The biotech industry has experienced quite the reversal over the past few months. After posting some of the strongest gains in the S&P 500, biotech stocks fell dramatically from their highs in mid-July to make new reaction lows.
The iShares NASDAQ Biotechnology ETF (IBB ) has fallen nearly 11% over the past month, compared to a 3% gain in the S&P 500. Although, its 52-week return remains at 12.10% compared to a 2.40% return for the S&P 500. Similarly, the SPDR S&P Biotech ETF (XBI ) is trading 14.26% lower over the past month but is still up 24.83% over the past 52-weeks, outpacing the benchmark S&P (see Figure 1).
The big question on the minds of investors is: Will the biotech rally resume or will these ETFs see ongoing pressure over the coming quarters?
Causes of the Downturn
Biogen Inc. (BIIB) deserves much of the blame for biotech’s lackluster performance over the past couple of months. In July, the company cut its revenue and earnings guidance for the rest of the year, citing weak sales of its flagship multiple sclerosis drugs. The day after posting its earnings, the stock fell more than 23% and about $20 billion of value was erased from its market capitalization, causing a ripple effect throughout the sector.
The financial media also began to express concerns over the increasing regulatory scrutiny over drug pricing, following Valeant Pharmaceutical International Inc.’s (VRX) battle with regulators over the rising price of their drugs. Presidential candidate Hillary Clinton compared the practices to “price gouging” and vowed to introduce measures to limit other such price increases if she takes office, which has increased the sector’s political risk.
At the same time, companies like Express Scripts Inc. (ESRX), the largest pharmacy benefits manager in the U.S., outlined plans to refuse to pay for drug price increases. The company has already implemented the measure on several drugs, stating exactly how much prices can be inflated over the course of the contract. Any additional price increases come back to the plan sponsors to be covered.
Reversing the Trend
Biotech giants, like Amgen Inc. (AMGN) and Gilead Sciences Inc. (GILD), reported strong second-quarter earnings, despite Biogen’s weakness. But many investors are waiting for the third quarter’s earnings season to get a clearer picture. In the meantime, many biotech ETFs have seen their prices move off of their lows and stabilize so far in October, suggesting the market may view them as oversold.
The opposition to the politicians demanding lower drug prices has also grown, counting investors like Pershing Square’s Bill Ackman among their supporters. During the Bloomberg Markets Most Influential Summit, he said that drug companies put their profits into research and acquisitions, rewarding investors, and producing more innovative products, which creates a net benefit for society despite the sticker shock seen in some cases.

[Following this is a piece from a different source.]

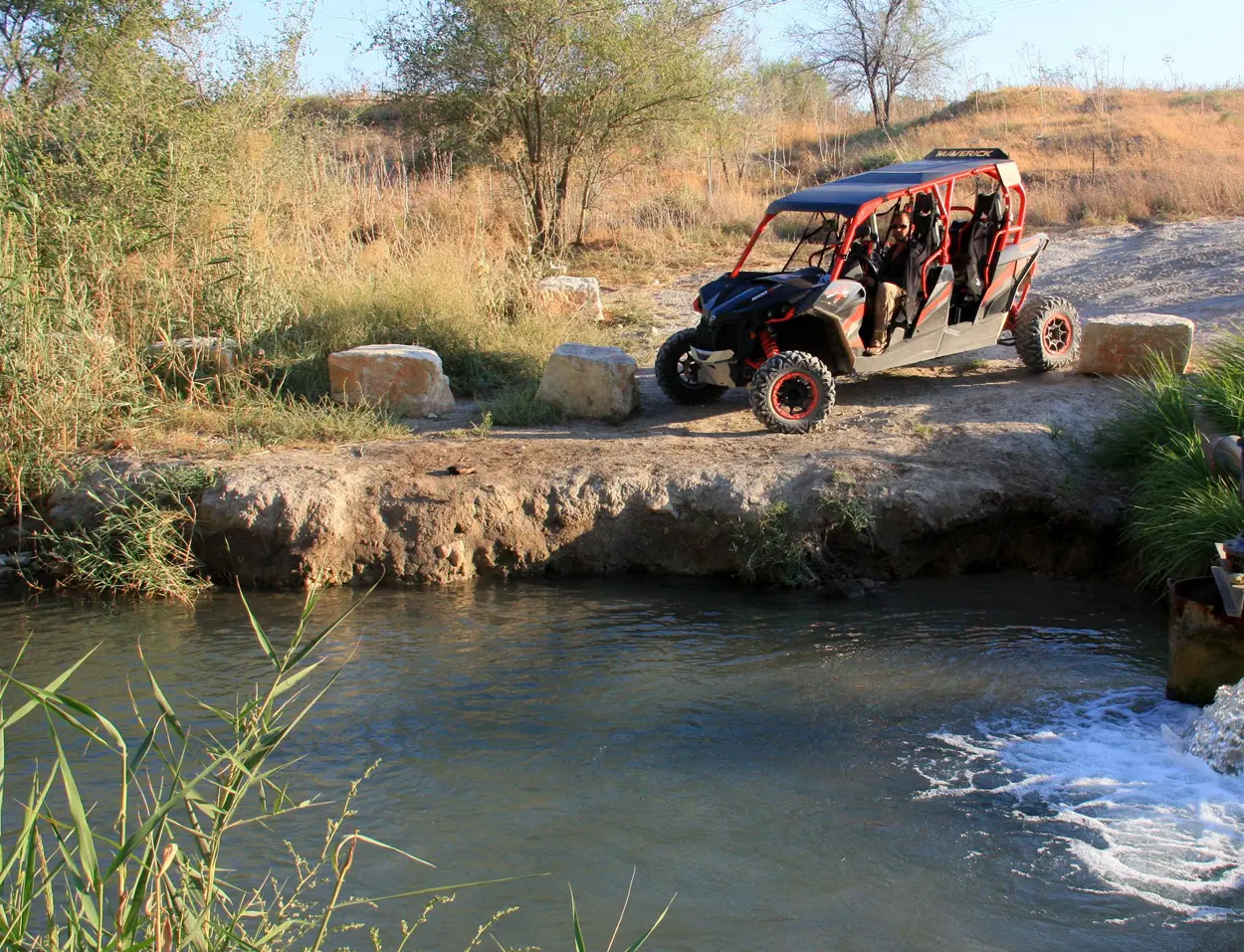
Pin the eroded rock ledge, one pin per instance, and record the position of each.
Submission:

There is also some debate as to whether drug price increases are a substantial component of biotech companies’ earnings. In a filing, Valeant argued that details from reports by Citron Research, Veritas Investment Research, and AZ Value Investing were inaccurate and the company hadn’t been dependent on these increases. Short sellers and politicians have been focused largely on the list price rather than the true negotiated prices – or WAC.
The Bottom Line
Biotech stocks took a beating between mid-July and late-September, but some investors believe the move may have been oversold. While most are waiting on the sidelines for third-quarter financial results, those willing to take on some risk may want to consider getting in while the prices are low, betting that many of these concerns are overblown.